Originally Posted by bchemmath
would it simply be <cos (t), cos (t), 2 sin (t)> as x=y and y is equal to cos(t)? is it really this simple?

Yes, that's correct.

- Hollywood
• February 19th 2013, 06:37 PM
bchemmath
Re: Intersection of cylinder and plane
The next part says:
" Use the parametrization above to compute the unit tangent vector, the principal normal vector, and the binormal vector at each of the two points where C intersects the xy-plane"

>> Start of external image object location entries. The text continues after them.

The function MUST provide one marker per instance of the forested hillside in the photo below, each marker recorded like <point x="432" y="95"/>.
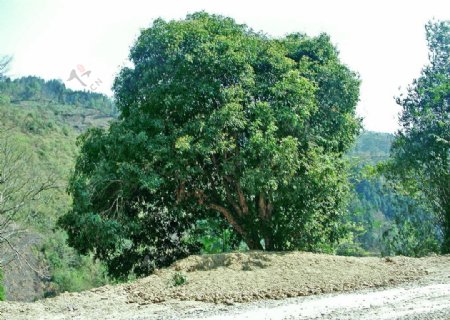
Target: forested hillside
<point x="39" y="124"/>
<point x="387" y="221"/>
<point x="227" y="140"/>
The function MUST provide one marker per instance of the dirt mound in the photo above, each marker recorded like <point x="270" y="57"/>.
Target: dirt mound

I know how to solve for unit tangent vector/ principal normal vector/binormal vector, etc but it says at each of the two points where C intersects the xy plane. Doesn't C intersect it in its entire domain? Should i have parameterized this differently without using sin/cos? or is it just at 0 and 2pi since that is the edge of the domain? i am slightly confused if anyone could please explain to me
• February 19th 2013, 11:23 PM
hollywood
Re: Intersection of cylinder and plane
The xy plane is where z is zero. Since in your parameterization of the curve, $z=2\sin{t}$, it crosses the xy plane where $\sin{t}=0$, i.e. at $t=0$ and $t=\pi$.